The biotin content of foods can be reduced by excessive cooking or heating. To minimize biotin loss, foods should be prepared gently or consumed raw if possible.
Ideally, you should prepare your meals yourself. That way, you have full control over the ingredients and can consciously incorporate biotin-rich foods into your recipes. The following list contains recipe ideas with biotin-containing foods:
- Avocado Banana Smoothie: Blend an avocado, a banana, spinach, and almond milk to make a nutrient-rich smoothie.

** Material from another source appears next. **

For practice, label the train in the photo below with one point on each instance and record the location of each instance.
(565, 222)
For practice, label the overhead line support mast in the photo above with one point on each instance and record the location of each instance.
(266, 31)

- Quinoa Salad: Prepare a salad with cooked quinoa, vegetables, and a lemon vinaigrette.
- Oatmeal Pancakes: Combine oats, bananas, and oat milk to make delicious pancake batter.
- Lentil Soup: Cook lentils with vegetable broth, carrots, and celery to make a hearty soup.
- Tofu Scramble: Sauté tofu with vegetables and spices to prepare a vegan scrambled egg alternative.
- Spinach Salad with Almonds: Combine fresh spinach, toasted almonds, dried cranberries, and balsamic dressing.
- Chia Seed Pudding: Mix chia seeds with plant-based milk and let them soak overnight in the refrigerator. Serve with berries and nuts.
- Broccoli Pasta Bake: Cook whole wheat noodles and mix them with blanched broccoli and vegan cheese substitute. Bake in the oven until the cheese melts.
- Beet Hummus: Blend cooked beets, chickpeas, garlic, lemon juice, and tahini to make a creamy hummus.
- Veggie Curry: Cook a colorful mix of vegetables with coconut milk and spices to make a flavorful curry.
- Pea and Mint Soup: Cook peas with vegetable broth, onions, and fresh mint to make a refreshing soup.
- Vegan Banana Nut Muffins: Prepare muffins with whole wheat flour, ripe bananas, chopped nuts, and a pinch of cinnamon.